You can also convert to MP3 and put ten hours or more on a "CD," but it will only play on newer CD players that play MP3 files. Actually, if the audio in mono, you can double the amount you can put on MP3 files without decreasing the quality. I fit over 100 cassettes of family audio tapes (fifty years of audio correspondence between Europe and the U.S.) onto just three CDs by using MP3 files. The audio was indistinguishable from the original (the originals were recorded on cheap home tape decks, so I couldn't do much damage).

farss wrote on 5/11/2004, 10:28 PM
I make a lot of 'talking book' material. If its mostly spoken word why not use mp3 compression?
If you only need to shrink it down a liitle you could go for quite a high bitrate and eaily fit it on. Not too much around these days that doesn't play mp3 either. Tools are already in Vegas!
For archival purposes mp3 is possibly better than CD as well. Being recorded as data files means there's much better error correction.
I'm not commenting on the quality of mp3 versus CD, just on how well it'll survive.
jester700 wrote on 5/12/2004, 4:45 AM
For archiving, I prefer standard WAV files. 16/44.1 uncompressed AND extra error correction. Of course, you get even less on a blank than with CD audio.

I like the time stretch/editing ideas if compatibilty is important.
RafalK wrote on 5/12/2004, 5:16 AM
You could also do CTRL-DRAG to squish it a bit. I am saying you could because the result will obviously be slightly sped up audio although going from 90 to 80 minutes might be very little difference. Give it a try, if you like the result, it might be a simple and quick solution.
johnmeyer wrote on 5/12/2004, 8:41 AM
farss,

Great point about MP3 being a data format rather than audio and therefore benefiting from the superior error correction!
Chienworks wrote on 5/12/2004, 9:43 AM
For an example of cutting out pauses, consider our regular Sunday morning church service. The service usually runs about 80 to 85 minutes, but i need to fit the entire thing in 79.5 minutes for a 700MB CD-R. I can usually cut out a couple minutes' worth of pauses inbetween sections (the praise & worship team leaving the stage, etc.). Also, i can cut out pauses between phrases in the sermon. A typical sermon lasts 30 minutes but can often be shortened to 26 simply by looking for large (1 second or longer) empty spaces and slicing them out. No one ever seems to notice the difference. No time stretching (or is it squishing in this case?) is required. The whole procedure takes me about 20 minutes in Sound Forge including slicing up the tracks, noise reduction, and wave-hammering.
MichaelS wrote on 5/12/2004, 4:14 PM
Back in the "olden" days of radio, I spliced a lot of tape. That's where I developed my on little "Rule of 1/2". When shortening pauses, I'd use my trusty grease pencil to mark the in/out of the space, then with razor blade in hand, remove about 1/2 of the tape. It almost never failed to sound better. Still today, I look at the wave form and mark about half of the space...click, click...voila! This is proven true by radio professionals. A good broadcaster will instinctively "tighten up" the spaces when delivering "live " commercials, etc.

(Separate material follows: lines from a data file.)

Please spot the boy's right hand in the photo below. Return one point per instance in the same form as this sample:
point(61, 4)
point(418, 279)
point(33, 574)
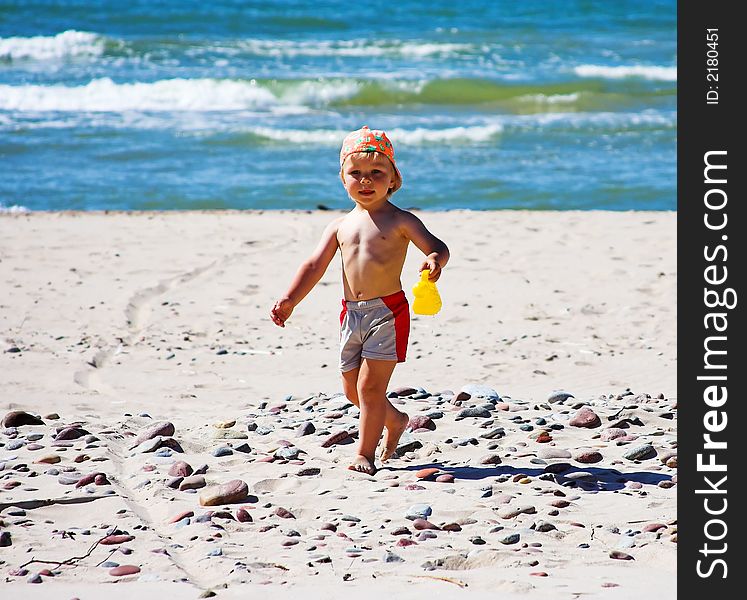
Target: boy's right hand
point(281, 312)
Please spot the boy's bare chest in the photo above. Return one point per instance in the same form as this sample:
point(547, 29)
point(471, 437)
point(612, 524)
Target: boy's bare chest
point(370, 239)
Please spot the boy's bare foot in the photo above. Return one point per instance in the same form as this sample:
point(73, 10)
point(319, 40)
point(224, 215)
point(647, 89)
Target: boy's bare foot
point(391, 438)
point(363, 465)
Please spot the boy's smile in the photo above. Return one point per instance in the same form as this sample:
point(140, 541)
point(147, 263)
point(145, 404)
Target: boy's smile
point(366, 178)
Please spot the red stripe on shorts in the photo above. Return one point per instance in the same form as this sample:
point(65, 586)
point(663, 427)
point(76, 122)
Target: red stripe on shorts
point(344, 311)
point(397, 303)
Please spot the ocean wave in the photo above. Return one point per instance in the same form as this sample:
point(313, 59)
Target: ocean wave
point(13, 209)
point(413, 137)
point(203, 95)
point(104, 95)
point(63, 45)
point(362, 48)
point(620, 72)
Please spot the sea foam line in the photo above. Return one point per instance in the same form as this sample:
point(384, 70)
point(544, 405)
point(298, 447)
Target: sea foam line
point(66, 44)
point(620, 72)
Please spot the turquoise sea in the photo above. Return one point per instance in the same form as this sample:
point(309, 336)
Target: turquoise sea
point(156, 104)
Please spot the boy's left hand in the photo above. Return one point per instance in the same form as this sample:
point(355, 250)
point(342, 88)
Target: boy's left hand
point(433, 267)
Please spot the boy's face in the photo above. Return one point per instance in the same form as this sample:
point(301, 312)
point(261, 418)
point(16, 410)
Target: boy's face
point(367, 179)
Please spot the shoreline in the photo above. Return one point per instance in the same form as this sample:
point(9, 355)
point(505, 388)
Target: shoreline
point(111, 319)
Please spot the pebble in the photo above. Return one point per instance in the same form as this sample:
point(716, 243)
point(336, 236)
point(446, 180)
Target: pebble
point(180, 469)
point(182, 515)
point(472, 390)
point(612, 433)
point(390, 557)
point(229, 434)
point(509, 512)
point(124, 570)
point(493, 434)
point(421, 422)
point(549, 452)
point(243, 516)
point(559, 396)
point(48, 459)
point(73, 432)
point(580, 475)
point(421, 524)
point(427, 472)
point(193, 482)
point(402, 542)
point(557, 467)
point(68, 479)
point(309, 471)
point(588, 457)
point(403, 391)
point(477, 411)
point(112, 540)
point(640, 452)
point(227, 493)
point(418, 511)
point(288, 453)
point(305, 428)
point(408, 443)
point(18, 418)
point(585, 417)
point(335, 438)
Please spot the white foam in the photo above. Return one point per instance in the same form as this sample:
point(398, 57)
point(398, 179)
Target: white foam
point(414, 137)
point(291, 48)
point(620, 72)
point(551, 99)
point(14, 210)
point(164, 95)
point(65, 44)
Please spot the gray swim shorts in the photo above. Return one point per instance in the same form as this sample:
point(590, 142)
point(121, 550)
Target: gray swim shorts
point(376, 329)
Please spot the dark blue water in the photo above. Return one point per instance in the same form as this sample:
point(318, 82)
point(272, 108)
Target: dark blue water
point(223, 104)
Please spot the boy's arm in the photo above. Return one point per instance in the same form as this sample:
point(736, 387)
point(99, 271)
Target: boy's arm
point(308, 274)
point(436, 252)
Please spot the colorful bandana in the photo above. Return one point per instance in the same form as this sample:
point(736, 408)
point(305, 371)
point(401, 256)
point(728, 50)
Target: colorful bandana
point(368, 140)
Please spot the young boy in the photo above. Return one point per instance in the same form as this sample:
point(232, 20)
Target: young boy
point(375, 319)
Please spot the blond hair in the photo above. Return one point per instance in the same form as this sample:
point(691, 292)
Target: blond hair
point(373, 156)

Oh well...back to my Wollensack...
Jay Gladwell wrote on 5/12/2004, 6:02 PM
... back to my Wollensack...

Wow, Michael, you are dating yourself big time! I haven't seen a Wollensack in eons! ;o)

J--
PeterWright wrote on 5/12/2004, 6:04 PM
If you haven't already done it, you could edit the audio down - not just shortening the spaces, but cutting out the repetitions, unneccessary rambles and unwanted bits, just as you would with video.